Prey fans everywhere have embraced the return of John Sandford's other charismatic hero, Kidd artist, computer whiz, and professional criminal and his sometime partner/sometime lover LuEllen.
"Crime fiction doesn't have nearly enough droll master thieves like Kidd and his stunning partner in righteous crime," said the Los Angeles Times. "Fast-paced action, high-intellect puzzle solving and dandy characters: Kidd and LuEllen have one helluva time," raved the Minneapolis Star Tribune. "With its quick plotting and clever story, The Devil's Code makes a strong case the Kidd and his pals deserve more chances to strut their stuff," wrote the Chicago Tribune.

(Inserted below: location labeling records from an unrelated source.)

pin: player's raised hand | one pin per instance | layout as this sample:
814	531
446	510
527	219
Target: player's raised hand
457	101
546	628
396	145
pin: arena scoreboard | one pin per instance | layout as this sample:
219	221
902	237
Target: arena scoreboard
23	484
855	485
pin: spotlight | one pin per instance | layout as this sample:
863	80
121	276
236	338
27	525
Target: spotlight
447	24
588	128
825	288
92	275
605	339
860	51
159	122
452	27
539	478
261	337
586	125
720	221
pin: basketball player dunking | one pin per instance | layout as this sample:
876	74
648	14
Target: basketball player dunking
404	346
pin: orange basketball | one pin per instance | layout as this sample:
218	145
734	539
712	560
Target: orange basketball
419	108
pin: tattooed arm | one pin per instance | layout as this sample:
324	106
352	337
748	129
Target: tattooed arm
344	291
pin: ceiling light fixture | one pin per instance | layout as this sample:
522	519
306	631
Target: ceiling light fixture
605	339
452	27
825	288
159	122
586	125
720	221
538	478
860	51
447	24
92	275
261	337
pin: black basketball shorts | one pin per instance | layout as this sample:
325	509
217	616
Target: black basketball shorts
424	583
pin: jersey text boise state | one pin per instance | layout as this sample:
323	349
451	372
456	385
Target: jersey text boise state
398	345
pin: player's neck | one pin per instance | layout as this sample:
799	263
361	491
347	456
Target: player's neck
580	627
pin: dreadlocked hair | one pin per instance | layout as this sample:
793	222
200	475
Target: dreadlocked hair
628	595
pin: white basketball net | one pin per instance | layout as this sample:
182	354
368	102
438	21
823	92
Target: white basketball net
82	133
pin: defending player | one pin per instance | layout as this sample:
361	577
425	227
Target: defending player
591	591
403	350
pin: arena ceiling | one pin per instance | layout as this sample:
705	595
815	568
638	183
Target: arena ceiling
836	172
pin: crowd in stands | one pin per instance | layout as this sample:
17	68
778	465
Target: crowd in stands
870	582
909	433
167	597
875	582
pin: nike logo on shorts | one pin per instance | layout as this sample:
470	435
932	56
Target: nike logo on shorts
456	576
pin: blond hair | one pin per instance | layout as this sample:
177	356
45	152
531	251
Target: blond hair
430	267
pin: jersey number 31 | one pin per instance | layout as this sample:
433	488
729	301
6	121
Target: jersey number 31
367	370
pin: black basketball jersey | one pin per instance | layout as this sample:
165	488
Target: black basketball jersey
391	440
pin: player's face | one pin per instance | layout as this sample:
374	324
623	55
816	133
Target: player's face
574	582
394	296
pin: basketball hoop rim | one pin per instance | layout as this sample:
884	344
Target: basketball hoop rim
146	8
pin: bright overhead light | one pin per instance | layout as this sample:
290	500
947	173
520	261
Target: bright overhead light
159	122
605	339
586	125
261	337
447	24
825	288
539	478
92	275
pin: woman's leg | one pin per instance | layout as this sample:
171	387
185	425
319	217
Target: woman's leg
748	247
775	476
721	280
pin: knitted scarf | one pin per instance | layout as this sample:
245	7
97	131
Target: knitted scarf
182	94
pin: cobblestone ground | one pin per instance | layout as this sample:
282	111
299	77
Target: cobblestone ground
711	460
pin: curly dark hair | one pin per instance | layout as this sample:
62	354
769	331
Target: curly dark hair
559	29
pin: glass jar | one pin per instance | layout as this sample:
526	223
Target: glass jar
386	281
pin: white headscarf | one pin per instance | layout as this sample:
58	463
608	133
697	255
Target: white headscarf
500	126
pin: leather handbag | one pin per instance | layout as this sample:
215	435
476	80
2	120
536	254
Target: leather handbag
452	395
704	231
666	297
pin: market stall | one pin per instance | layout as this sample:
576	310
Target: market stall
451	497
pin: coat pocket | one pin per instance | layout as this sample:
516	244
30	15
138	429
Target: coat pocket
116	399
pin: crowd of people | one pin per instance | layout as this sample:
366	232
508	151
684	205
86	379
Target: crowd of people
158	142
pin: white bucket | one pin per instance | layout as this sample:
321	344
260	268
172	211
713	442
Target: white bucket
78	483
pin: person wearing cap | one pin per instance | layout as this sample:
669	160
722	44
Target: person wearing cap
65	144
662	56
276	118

And now here they are. In The Hanged Man's Song, a super-hacker friend of Kidd's named Bobby suddenly disappears from cyberspace, and Kidd knows that isn't a good sign. Going over to his house, he finds him dead on the floor, his head bashed in and his laptop missing and Kidd knows that really isn't a good sign. The secrets on that laptop are potent enough to hang Kidd and everybody else in Bobby's circle just to start with so there's no question that Kidd and LuEllen have to try to track it down, not to mention that Kidd would dearly love to get his hands on the man who killed Bobby. But before he can get very far, the secrets start coming out anyway . . . and they're more staggering than even Kidd imagined. Because it's not just about the lives of a circle of friends and colleagues now, oh no it's about something much, much bigger. And much, much scarier...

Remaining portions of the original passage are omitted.